While it’s true I continue to be dependent on medication, I do so because it helps me manage the oppression that surrounds me working in an inner-city outpatient psychiatric unit. I have learned with the help of the medications to have a public relationship with consensus reality that enables me to have meaning and purpose. I am liked and helpful to people on the unit where I work.

I suppose when I was coming up no one could get it right because a complex trauma disorder didn’t exist back then. Instead there was disorder after disorder after disorder. Nurses on the eating disorder unit suggested I was an adult child of an alcoholic. Now there’s another disorder or two to add of the epigenetic sort. What can I say, I am an easy person for whom to ring up a bill!

When I was in state hospital they couldn’t shut me up about how much trauma I was enduring locked up for being a whistle-blower. I circled the day room I was confined to for two weeks and got on the phone and yelled to my family and friends that the mafia was following me.

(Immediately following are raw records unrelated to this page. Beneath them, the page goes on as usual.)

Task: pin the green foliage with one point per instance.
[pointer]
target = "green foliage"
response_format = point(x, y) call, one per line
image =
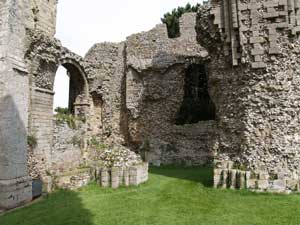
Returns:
point(31, 141)
point(145, 147)
point(171, 19)
point(173, 195)
point(63, 115)
point(76, 140)
point(60, 110)
point(66, 118)
point(97, 145)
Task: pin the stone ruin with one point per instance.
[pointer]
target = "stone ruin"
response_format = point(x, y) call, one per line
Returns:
point(225, 93)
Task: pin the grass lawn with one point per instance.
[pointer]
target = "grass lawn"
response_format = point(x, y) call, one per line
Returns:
point(172, 196)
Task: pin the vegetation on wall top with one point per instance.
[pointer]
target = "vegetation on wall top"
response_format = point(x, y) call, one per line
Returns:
point(171, 19)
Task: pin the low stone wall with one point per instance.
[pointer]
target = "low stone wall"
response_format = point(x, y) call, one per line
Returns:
point(189, 144)
point(228, 175)
point(74, 180)
point(15, 192)
point(115, 177)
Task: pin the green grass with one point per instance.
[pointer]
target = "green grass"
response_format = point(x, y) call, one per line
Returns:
point(173, 196)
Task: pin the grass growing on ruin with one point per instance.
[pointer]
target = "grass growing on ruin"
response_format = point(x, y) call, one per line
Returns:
point(173, 196)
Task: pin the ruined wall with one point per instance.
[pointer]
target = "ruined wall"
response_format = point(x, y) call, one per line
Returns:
point(66, 152)
point(53, 153)
point(15, 185)
point(141, 85)
point(106, 74)
point(256, 99)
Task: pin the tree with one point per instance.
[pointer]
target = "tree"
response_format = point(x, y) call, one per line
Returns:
point(171, 19)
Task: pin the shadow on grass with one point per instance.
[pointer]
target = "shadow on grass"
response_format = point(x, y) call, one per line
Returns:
point(203, 175)
point(59, 208)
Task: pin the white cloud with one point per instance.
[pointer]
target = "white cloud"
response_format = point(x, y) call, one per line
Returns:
point(81, 24)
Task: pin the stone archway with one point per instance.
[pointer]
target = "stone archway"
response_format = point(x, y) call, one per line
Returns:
point(59, 147)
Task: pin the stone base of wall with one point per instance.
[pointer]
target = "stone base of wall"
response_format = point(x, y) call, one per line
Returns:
point(74, 180)
point(116, 177)
point(227, 176)
point(14, 193)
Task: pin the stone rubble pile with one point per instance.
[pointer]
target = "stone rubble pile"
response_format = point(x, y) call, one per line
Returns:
point(119, 156)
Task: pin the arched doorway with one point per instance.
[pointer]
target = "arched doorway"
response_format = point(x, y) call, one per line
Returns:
point(60, 139)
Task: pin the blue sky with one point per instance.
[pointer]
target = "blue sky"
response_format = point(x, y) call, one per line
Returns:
point(82, 23)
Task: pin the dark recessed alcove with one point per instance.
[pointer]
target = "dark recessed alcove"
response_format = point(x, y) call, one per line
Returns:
point(197, 104)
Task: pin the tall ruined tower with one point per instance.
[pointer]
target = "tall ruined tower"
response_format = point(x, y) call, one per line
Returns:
point(16, 17)
point(254, 81)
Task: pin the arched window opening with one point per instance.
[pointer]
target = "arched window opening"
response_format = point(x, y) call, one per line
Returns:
point(69, 88)
point(197, 104)
point(61, 89)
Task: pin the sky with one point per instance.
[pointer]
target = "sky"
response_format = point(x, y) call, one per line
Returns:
point(83, 23)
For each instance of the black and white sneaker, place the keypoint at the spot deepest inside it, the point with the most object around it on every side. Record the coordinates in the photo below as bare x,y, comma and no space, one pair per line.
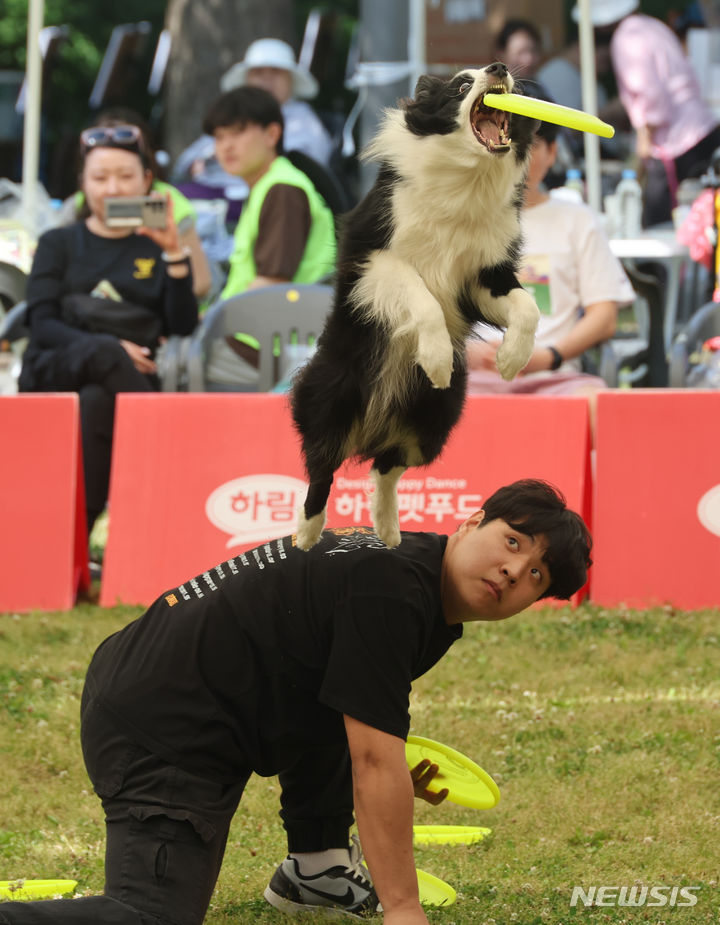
337,891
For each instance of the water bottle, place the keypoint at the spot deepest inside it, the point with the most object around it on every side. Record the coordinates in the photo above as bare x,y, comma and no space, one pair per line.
629,198
706,374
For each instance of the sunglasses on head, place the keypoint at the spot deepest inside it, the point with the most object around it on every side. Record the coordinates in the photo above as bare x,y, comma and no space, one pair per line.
123,135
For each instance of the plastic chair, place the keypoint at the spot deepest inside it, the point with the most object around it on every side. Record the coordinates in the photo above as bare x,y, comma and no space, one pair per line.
637,358
276,316
703,324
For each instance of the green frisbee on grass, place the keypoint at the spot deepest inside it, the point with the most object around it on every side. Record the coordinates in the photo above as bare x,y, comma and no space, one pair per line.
449,834
467,783
434,891
549,112
35,889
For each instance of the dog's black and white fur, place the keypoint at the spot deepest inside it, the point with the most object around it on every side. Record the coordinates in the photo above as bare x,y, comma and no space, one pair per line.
430,251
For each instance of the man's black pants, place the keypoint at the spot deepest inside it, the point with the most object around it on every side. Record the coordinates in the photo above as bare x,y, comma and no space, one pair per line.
167,828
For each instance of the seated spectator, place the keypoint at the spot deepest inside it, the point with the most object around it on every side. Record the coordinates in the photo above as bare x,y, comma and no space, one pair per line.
560,77
101,298
183,210
519,46
271,65
286,231
577,284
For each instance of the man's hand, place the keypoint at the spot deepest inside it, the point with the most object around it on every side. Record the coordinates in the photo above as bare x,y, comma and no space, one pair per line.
140,356
422,774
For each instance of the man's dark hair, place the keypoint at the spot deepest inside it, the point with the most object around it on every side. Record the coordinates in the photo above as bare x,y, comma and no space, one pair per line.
517,25
244,106
535,507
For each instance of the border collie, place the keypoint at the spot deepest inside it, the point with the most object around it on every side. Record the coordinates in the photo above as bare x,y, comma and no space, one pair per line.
429,252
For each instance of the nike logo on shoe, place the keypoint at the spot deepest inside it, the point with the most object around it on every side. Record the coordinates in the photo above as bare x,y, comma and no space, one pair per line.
346,899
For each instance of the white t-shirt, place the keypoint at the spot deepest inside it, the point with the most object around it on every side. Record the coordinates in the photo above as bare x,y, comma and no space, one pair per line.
566,264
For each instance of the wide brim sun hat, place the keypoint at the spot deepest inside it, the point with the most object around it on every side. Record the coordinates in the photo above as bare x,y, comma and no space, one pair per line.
271,53
606,12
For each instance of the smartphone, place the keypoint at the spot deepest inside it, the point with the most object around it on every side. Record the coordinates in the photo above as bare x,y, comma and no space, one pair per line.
133,211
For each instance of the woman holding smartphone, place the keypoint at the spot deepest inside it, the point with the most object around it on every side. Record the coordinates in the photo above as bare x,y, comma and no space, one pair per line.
100,299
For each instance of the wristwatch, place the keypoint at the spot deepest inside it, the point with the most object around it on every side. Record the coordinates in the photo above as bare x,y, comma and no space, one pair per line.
557,358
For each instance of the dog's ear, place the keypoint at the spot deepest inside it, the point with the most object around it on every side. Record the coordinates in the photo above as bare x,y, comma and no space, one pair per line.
433,110
427,85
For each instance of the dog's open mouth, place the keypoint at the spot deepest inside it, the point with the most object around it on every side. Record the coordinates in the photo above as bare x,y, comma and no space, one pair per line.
490,126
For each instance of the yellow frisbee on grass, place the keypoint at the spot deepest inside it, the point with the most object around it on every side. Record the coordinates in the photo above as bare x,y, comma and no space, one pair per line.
467,783
434,891
35,889
449,834
549,112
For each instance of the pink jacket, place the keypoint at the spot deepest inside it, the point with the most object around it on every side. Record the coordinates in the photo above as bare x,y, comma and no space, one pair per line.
658,87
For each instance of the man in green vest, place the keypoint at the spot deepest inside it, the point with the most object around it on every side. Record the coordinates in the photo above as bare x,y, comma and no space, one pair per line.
286,232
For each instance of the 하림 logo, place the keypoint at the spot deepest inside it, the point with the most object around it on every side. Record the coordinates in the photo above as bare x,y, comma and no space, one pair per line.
256,507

Meanwhile, I negotiated unwanted relationships with a red-state-Mexican-mafia-female and resisted the offers to run away with her. Then, I resisted the opportunity to join an outlaw gang for protection against her.

Also, there was a short, illiterate thief with severe scoliosis who said he was there to recruit me into the Navy Seals. He said I had what it took to be a great assassin.  He said I passed all his tests. However, for my last test, he said I had to say that Ronald Reagan was a great president. I failed that one! As a result, I was sentenced to stay in the hospital against my will for three months.

Six months later, after two moves, the only job I could find and maintain was a job at an upscale Italian Deli. So, all gaslighting, taunting and teasing aside, maybe I had a point!

Believe me, still taking medication for complex trauma is not the worst thing that can happen to those of us who are coming from an era of misinformation! But if I had been treated for trauma and experienced more compassion, I wonder if I would continue to need the medication?